Without probate having been obtained in respect of Mr A’s Will, how can Mrs B’s executors be protected against the possibility of a later Will being found with different executors and beneficiaries? If professional executors were involved, I am sure they would obtain probate.
I would not be comfortable paying sale proceeds to trustees when I am aware there is an interest from another estate. I would not want to test that on the firms insurance in the event of a claim.
I am quite surprised that so many here are advocating circumventing getting a Grant - while it may not be strictly necessary does it not provide security as to where the half share of the sale funds ought to be going?
I would be interested to know how practitioners are advising their conveyancing colleagues to deal with the proceeds of sale in this type of scenario .
If 2 trustees are appointed , are conveyancers protected if they pay out by cheque or to a joint bank account in the name of the 2 trustees or , as is likely, if there is no joint account to an account in one of their names on their joint instruction?
Or are they asking questions about the estate of each of the deceased owners and insisting on seeing a Grant of probate for each will?
Is the only safe way to insist on a Grant of Probate for each estate and for the PRs to open an executors’ bank accounts and pay 50% of the proceeds into each account ?
Presumably the trustees of the first will trust have to complete a tax return and claim PPR exemption before they can pay out the beneficiaries?
I am sure this scenario will become much more common given the popularity of this type of will.
Strictly from a conveyancing point of view there is nothing preventing Mrs B’s 2 executors/trustees selling the property
However, the Purchaser’s Solicitor is correct in insisting on a Grant being extracted in Mr A’s estate so that Mr A’s executors/trustees can be a party to the sale affording the protection that the sale proceeds have been distributed correctly.
I agree with Paul’s analysis but I often come across this scenario when on death of Mr A, no grant is taken out and Mrs B appoints new Trustees of the legal estate at that point (usually the Trustees of Mr A).
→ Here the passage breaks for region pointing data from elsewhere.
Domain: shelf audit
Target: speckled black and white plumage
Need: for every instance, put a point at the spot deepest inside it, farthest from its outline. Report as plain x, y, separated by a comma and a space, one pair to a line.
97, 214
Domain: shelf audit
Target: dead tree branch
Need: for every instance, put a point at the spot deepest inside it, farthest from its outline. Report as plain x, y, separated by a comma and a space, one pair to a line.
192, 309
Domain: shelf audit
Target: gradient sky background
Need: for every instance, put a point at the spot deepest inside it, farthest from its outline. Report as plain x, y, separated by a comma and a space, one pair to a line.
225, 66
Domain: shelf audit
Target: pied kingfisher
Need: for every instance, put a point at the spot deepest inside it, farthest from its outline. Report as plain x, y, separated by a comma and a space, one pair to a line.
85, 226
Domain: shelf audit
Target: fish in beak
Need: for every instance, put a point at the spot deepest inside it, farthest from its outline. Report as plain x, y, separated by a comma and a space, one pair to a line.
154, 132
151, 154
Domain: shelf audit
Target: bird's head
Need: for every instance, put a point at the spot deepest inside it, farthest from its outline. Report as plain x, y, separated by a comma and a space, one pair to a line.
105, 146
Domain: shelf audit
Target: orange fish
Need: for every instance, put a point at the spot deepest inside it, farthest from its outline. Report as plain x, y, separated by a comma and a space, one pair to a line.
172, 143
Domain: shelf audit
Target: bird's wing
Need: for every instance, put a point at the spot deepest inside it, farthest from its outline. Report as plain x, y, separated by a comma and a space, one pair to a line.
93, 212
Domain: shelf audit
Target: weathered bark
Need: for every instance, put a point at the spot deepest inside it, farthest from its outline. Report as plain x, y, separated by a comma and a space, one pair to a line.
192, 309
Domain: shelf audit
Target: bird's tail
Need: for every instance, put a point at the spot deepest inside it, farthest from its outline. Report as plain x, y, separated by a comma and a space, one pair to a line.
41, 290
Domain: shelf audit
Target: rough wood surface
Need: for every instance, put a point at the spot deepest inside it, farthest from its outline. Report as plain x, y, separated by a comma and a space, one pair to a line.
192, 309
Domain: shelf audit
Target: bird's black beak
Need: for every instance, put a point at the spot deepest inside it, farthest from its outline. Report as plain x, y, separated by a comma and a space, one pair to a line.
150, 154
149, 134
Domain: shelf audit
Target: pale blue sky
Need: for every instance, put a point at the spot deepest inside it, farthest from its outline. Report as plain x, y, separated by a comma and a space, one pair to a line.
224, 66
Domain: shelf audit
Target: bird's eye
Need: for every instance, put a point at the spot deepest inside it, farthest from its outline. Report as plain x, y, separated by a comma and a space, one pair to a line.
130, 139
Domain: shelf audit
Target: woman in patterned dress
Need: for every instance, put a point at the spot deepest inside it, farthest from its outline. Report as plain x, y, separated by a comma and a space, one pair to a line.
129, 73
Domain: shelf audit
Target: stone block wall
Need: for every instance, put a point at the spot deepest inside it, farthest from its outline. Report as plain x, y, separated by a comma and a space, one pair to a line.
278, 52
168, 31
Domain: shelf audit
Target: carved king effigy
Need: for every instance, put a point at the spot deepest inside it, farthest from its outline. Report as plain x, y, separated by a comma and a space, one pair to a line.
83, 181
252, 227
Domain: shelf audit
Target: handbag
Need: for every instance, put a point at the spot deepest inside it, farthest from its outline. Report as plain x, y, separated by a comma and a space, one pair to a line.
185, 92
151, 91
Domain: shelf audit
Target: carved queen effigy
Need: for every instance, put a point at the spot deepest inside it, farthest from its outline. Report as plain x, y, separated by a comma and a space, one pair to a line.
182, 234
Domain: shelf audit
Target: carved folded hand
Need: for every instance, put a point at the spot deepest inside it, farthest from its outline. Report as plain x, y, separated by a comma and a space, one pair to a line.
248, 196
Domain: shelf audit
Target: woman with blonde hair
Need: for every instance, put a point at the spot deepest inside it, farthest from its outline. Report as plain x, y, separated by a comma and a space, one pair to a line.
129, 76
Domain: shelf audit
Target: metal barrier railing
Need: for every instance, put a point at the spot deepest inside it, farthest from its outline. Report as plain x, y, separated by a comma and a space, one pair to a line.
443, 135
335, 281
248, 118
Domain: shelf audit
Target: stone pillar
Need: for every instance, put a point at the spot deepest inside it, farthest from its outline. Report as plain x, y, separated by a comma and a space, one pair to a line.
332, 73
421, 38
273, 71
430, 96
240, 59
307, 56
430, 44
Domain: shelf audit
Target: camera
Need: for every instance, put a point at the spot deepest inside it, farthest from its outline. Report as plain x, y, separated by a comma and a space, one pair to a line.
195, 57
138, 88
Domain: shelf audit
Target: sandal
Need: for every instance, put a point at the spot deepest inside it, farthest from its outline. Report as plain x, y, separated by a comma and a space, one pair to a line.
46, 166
On Mrs B’s death trustees are already in place and from a conveyancing perspective, potentially no need to obtain a grant of Probate.
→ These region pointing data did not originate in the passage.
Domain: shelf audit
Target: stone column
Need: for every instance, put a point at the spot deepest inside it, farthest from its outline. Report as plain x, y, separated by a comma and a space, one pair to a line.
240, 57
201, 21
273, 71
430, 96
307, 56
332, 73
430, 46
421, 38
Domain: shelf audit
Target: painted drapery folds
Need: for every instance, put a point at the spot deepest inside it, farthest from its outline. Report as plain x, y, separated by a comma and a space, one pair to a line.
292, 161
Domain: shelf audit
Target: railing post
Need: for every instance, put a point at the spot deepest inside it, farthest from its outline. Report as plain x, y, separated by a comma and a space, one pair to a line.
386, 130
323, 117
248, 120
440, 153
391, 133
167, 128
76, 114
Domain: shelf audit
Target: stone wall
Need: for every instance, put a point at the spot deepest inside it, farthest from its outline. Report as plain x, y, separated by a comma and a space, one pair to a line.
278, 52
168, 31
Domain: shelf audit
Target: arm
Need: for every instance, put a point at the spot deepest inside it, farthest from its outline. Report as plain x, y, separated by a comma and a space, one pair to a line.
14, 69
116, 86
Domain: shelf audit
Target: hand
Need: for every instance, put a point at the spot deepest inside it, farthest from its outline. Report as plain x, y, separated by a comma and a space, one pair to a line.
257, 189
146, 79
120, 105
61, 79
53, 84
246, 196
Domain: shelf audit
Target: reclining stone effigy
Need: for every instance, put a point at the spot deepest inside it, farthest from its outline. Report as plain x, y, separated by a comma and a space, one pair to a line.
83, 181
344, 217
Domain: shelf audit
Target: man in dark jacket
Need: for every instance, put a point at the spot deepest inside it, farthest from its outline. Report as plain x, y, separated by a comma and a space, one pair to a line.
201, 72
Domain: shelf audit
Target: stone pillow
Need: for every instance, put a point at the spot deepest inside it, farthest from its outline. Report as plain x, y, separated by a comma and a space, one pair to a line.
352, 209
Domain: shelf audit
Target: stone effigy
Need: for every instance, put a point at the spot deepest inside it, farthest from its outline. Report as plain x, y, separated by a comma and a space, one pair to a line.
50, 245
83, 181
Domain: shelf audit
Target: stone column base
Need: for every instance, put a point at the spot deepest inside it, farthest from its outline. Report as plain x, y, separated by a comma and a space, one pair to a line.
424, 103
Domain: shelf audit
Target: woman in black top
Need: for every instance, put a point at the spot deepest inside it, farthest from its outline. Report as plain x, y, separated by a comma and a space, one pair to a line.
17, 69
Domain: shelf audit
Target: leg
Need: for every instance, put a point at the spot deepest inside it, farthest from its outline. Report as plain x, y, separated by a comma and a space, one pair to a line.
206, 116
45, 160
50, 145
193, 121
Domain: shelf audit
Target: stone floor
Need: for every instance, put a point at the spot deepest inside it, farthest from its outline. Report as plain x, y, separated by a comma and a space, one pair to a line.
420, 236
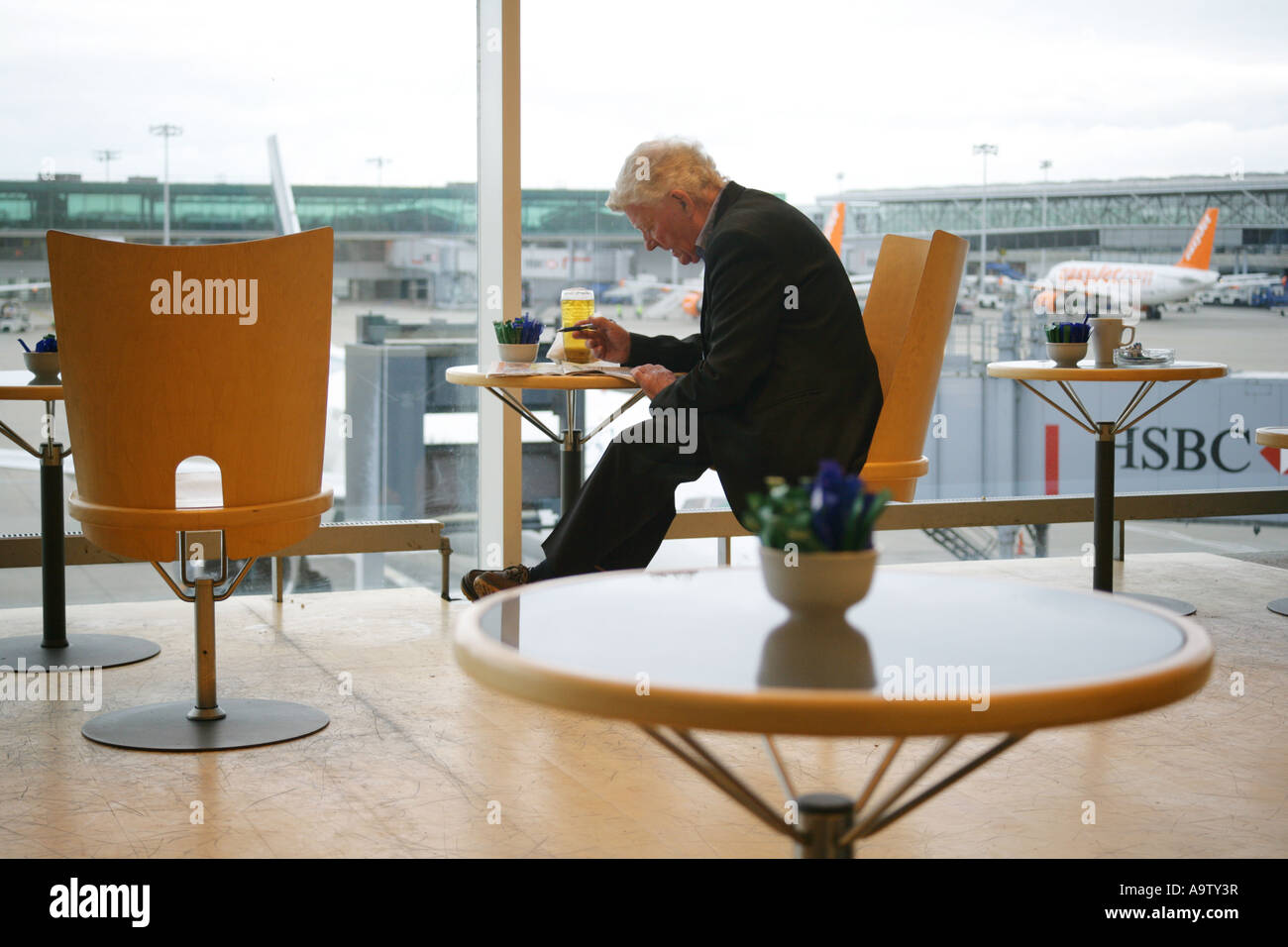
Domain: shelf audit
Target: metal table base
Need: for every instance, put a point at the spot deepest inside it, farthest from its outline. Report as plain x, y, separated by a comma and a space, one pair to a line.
1103, 508
571, 440
52, 647
825, 825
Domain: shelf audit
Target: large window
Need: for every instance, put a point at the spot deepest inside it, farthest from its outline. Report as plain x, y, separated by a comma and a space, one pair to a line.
374, 115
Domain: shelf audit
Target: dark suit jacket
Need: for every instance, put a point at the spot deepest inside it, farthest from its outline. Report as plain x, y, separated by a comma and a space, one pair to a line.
781, 371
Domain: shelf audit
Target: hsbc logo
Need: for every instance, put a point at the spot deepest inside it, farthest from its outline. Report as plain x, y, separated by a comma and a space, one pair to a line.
1184, 450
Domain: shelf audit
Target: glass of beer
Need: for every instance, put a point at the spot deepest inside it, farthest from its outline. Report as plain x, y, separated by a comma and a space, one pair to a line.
576, 307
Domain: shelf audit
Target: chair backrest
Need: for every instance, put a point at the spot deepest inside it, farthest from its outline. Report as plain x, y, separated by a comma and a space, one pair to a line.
172, 352
907, 317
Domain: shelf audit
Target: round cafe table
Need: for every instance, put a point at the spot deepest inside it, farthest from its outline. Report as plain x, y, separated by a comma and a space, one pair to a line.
711, 650
52, 647
1275, 438
570, 440
1106, 433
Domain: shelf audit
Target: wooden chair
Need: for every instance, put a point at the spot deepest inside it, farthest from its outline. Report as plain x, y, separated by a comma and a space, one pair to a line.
217, 352
907, 317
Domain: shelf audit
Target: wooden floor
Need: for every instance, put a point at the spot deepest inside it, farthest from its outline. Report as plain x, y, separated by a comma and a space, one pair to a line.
417, 755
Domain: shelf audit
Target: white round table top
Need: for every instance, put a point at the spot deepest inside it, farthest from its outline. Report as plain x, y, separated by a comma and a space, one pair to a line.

As a Private Client lawyer this just seems wrong and I often find myself trying to convince Executors of the need to take out a Grant for the reasons Paul states.
Can the executors of Mrs A sell the property in that capacity?
As executors of the last surviving trustee they can only do what the deceased could do, until the appointment of new trustees (s.18(2) Trustee Act 1925). Accordingly, if the deceased on their own could not have given a valid receipt for capital monies, how can their executors do so (applying s.18(3) TA 1925)? However, if the executors appoint themselves as trustees before the sale completes, there will then be 2 trustees.
I understand HM Land Registry might not take the point. If that is the case, then there is a risk that anyone buying former joint property from the personal representatives of the last surviving trustee might find their title impugned.
I view things differently to Gary. To me the position appears to be:
i) some solicitors think you don’t need the grant; and
ii) others think that you do.
(Perhaps you could say it is a private client/conveyancing solicitor debate.)
If we begin to lean to a position where the purchaser’s solicitor is ‘correct’ in insisting on a grant, then surely you need a grant.
What to do now. Go to Counsel? Counsel have already stated their position in this thread and for what it is worth I concur with that. However, I think it is important that we resist the temptation to obtain a grant because the purchaser insists on it. Some official land registry/STEP guidance would be welcome. (I do appreciate that there are risks involved in not obtaining the grant but that is a matter for the seller not the purchaser.)